Beyond Meat’s shareholders are pursuing legal action against the alternative protein company, asserting that the U.S. firm “failed to disclose material adverse facts.”
Represented by Holzer & Holzer, the shareholders’ primary concern appears to be related to a $77.4 million impairment charge that Beyond Meat publicly disclosed in November. This revelation has raised questions about the transparency of the food and beverage industry and its impact on investor trust.
The loss-making company had previously issued a warning in October about an impending “material” impairment charge. It also delayed its third-quarter results presentation to assess and quantify the potential size of the impairment.
Between these two announcements, Beyond Meat’s stock price witnessed a staggering drop, extending its losses for 2025 from approximately 42% to 63%. Earlier in October, the shares slipped into penny stock territory, trading below $1.00.
Despite a series of adverse internal events throughout the previous year, including an exit from China and a debt swap, Holzer & Holzer identified a timeframe during which shareholders allegedly suffered financial losses. “If you purchased Beyond Meat shares between February 27, 2025, and November 11, 2025, and experienced a significant loss on that investment, you are encouraged to discuss your legal rights” with the law firm.
The lawsuit claims that defendants issued false and misleading statements and/or failed to disclose crucial adverse facts regarding Beyond Meat’s business operations and prospects. One of the central issues highlighted was that the book value of certain long-lived assets exceeded their fair value, making it nearly inevitable that the company would need to record a significant, non-cash impairment charge.

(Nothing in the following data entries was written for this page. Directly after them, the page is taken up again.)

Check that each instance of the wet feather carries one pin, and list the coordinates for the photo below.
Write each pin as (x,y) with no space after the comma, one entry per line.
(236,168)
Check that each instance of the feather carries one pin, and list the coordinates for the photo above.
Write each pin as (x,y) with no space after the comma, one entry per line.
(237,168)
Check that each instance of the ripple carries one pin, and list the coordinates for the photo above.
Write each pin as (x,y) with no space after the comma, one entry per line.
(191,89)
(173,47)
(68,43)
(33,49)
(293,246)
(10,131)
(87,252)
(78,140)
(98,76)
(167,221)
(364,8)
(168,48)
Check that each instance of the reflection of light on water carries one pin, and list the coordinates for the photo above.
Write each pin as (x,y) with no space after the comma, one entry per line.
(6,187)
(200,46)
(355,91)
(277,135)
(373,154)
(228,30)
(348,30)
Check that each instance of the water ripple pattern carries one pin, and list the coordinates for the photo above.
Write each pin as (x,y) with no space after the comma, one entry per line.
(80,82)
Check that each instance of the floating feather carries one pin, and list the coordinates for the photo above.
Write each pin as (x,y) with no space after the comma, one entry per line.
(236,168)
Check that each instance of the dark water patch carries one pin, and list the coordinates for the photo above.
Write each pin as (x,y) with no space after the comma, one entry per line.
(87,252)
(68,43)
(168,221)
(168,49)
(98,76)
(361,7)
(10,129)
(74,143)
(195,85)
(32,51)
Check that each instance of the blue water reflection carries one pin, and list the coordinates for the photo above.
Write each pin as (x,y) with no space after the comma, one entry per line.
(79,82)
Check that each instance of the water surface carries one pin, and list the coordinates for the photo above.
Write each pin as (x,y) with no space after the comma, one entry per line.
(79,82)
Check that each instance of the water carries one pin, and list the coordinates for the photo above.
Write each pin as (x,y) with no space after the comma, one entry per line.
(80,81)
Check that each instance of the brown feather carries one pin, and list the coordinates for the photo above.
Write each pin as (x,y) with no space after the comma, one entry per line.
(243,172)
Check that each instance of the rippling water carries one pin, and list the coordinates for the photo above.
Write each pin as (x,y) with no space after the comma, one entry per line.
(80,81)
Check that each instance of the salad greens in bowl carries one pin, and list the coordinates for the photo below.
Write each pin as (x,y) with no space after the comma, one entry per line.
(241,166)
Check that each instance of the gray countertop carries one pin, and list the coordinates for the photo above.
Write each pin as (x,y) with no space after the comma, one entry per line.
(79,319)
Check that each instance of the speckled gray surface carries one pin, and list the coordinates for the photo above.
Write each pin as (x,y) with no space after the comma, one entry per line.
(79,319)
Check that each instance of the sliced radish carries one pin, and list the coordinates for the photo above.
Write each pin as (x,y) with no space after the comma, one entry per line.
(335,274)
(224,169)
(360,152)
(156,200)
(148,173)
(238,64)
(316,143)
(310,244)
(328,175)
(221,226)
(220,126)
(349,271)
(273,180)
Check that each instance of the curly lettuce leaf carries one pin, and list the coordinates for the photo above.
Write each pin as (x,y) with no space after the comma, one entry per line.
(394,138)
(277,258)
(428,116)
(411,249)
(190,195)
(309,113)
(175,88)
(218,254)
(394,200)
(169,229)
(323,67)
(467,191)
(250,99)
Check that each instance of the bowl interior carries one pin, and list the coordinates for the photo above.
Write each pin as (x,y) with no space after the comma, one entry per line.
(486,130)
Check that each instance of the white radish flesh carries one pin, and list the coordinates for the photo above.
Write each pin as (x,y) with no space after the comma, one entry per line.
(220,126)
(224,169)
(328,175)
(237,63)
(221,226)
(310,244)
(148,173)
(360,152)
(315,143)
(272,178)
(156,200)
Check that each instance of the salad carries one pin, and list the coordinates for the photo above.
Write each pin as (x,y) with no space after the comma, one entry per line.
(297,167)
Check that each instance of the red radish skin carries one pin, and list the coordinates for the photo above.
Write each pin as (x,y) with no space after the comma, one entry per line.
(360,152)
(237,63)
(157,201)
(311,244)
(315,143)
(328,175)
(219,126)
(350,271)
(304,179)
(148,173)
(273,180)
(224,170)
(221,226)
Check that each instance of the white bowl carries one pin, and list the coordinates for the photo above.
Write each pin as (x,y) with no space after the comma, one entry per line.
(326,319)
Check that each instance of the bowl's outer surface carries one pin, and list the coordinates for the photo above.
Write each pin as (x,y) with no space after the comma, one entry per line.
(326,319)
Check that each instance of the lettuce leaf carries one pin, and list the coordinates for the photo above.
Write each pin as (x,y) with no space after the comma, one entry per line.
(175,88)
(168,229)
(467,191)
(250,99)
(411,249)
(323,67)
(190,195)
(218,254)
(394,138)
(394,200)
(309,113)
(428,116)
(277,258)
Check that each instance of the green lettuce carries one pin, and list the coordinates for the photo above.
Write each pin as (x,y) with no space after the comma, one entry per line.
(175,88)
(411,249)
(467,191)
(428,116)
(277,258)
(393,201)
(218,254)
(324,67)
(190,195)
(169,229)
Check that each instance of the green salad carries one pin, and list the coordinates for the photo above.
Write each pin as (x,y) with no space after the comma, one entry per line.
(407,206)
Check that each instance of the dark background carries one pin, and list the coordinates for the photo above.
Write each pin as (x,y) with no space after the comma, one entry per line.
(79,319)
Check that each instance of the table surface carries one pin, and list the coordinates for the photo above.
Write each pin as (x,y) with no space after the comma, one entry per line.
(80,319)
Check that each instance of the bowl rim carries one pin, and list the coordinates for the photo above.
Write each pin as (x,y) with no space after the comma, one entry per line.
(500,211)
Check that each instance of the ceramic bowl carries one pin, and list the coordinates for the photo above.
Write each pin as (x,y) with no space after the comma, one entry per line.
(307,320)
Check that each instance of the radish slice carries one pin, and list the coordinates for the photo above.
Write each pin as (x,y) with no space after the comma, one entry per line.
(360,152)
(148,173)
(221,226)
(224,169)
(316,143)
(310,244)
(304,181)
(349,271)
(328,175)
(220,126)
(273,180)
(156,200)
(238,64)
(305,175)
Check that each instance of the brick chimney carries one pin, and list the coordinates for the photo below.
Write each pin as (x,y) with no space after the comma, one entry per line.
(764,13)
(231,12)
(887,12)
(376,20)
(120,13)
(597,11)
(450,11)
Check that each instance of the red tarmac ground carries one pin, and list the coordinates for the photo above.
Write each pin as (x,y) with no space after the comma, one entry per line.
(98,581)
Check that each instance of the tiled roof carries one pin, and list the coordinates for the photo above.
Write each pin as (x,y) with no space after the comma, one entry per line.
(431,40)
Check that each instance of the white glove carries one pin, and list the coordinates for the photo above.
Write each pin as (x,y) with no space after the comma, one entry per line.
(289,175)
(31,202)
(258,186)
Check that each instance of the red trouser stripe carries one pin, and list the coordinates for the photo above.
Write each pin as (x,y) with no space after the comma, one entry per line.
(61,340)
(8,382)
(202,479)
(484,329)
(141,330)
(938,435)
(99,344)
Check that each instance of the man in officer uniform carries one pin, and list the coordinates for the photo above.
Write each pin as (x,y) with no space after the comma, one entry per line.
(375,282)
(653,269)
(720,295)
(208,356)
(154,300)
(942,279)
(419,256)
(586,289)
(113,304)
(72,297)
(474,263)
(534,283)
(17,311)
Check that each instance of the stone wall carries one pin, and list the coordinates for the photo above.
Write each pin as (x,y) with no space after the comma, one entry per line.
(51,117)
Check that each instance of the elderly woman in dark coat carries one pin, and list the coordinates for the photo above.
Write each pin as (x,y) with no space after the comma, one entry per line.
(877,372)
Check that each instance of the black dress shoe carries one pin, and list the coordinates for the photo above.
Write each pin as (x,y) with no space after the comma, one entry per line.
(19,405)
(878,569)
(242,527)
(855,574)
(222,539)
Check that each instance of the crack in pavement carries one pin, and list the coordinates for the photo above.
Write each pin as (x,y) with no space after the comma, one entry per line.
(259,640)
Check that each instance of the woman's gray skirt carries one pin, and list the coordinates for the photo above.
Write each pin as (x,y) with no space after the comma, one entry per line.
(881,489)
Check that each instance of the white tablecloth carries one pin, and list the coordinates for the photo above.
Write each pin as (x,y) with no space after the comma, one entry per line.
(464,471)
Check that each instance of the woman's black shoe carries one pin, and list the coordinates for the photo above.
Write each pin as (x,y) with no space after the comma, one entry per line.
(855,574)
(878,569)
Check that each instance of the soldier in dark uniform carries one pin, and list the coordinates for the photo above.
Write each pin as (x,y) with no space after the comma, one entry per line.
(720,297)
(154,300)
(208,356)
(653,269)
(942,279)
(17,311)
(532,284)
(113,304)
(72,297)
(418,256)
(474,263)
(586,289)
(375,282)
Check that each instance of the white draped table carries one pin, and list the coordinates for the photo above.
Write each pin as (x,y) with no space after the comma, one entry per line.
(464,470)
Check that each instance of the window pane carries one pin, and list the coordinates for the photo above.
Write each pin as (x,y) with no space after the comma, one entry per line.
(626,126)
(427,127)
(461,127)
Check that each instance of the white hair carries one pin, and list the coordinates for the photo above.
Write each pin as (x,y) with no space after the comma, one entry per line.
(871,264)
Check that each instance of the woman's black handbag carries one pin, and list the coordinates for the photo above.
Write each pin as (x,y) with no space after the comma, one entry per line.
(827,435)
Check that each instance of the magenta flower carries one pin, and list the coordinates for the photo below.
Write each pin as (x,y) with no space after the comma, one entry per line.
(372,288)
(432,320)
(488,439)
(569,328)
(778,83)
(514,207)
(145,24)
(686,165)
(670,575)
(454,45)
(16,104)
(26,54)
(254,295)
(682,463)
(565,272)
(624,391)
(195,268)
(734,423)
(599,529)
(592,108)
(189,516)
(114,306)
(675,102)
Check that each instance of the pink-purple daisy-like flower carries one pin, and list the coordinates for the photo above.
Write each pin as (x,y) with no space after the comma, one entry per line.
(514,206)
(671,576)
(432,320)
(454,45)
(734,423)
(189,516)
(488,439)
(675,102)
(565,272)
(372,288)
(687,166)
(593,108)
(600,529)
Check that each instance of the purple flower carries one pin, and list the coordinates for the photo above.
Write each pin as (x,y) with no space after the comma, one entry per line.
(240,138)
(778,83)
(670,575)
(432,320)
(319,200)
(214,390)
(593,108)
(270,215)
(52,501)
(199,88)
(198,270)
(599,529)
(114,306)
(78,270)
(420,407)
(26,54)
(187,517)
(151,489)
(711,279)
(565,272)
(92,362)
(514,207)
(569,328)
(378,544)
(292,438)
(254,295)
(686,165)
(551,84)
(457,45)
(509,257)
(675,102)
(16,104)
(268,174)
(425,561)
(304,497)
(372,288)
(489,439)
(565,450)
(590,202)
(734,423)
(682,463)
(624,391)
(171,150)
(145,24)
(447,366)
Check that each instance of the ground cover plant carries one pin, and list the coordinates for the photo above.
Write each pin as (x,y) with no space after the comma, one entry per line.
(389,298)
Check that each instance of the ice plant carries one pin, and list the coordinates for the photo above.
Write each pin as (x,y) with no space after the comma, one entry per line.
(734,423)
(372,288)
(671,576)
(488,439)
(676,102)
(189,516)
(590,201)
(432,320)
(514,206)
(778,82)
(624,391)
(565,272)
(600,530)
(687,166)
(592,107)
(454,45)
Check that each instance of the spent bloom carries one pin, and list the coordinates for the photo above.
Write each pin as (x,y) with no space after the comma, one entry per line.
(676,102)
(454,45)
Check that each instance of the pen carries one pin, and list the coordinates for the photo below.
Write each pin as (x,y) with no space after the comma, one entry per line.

Furthermore, the lawsuit suggested that these issues could hinder Beyond Meat’s ability to meet its filing obligations with the SEC (U.S. Securities and Exchange Commission). Notably, the Rosen Law Firm has filed a similar lawsuit on behalf of Beyond Meat shareholders for the same period.
At the time of writing, Beyond Meat had not responded to Just Food’s request for insight into the ongoing legal matters. Notably, the company disclosed the $77.4 million impairment charge on November 10, attributing it to some “long-lived assets.” Other influencing factors included the “suspension and substantial cessation” of operations in China and various non-routine expenses.
The initial impairment warning was issued on October 24 in a filing with the SEC. “The company’s recoverability test, conducted in accordance with ASC 360, preliminarily indicated that the carrying amount of certain of its long-lived assets was not recoverable from the projected undiscounted future cash flows of the relevant asset group,” Beyond Meat detailed.
As November progressed, the third-quarter results were unexpectedly delayed, and Beyond Meat outlined plans to turn the business around through “strategic initiatives” aimed at boosting gross profit margins.
It’s essential to note that Holzer & Holzer did not address the fact that Beyond Meat has not achieved profitability since its public offering on the Nasdaq in 2019. Additionally, sales and volumes have been declining in key markets both in the U.S. and Europe, amidst a diminishing appetite for plant-based meats.
Ahead of the upcoming 2025 results scheduled for February 25, Beyond Meat recently took the unusual step of entering the protein drinks category. As a result, the shares started the new year on a downward trajectory, down 7.7% thus far, trading at $0.88, and experiencing an overall decline of 78% over the past 12 months.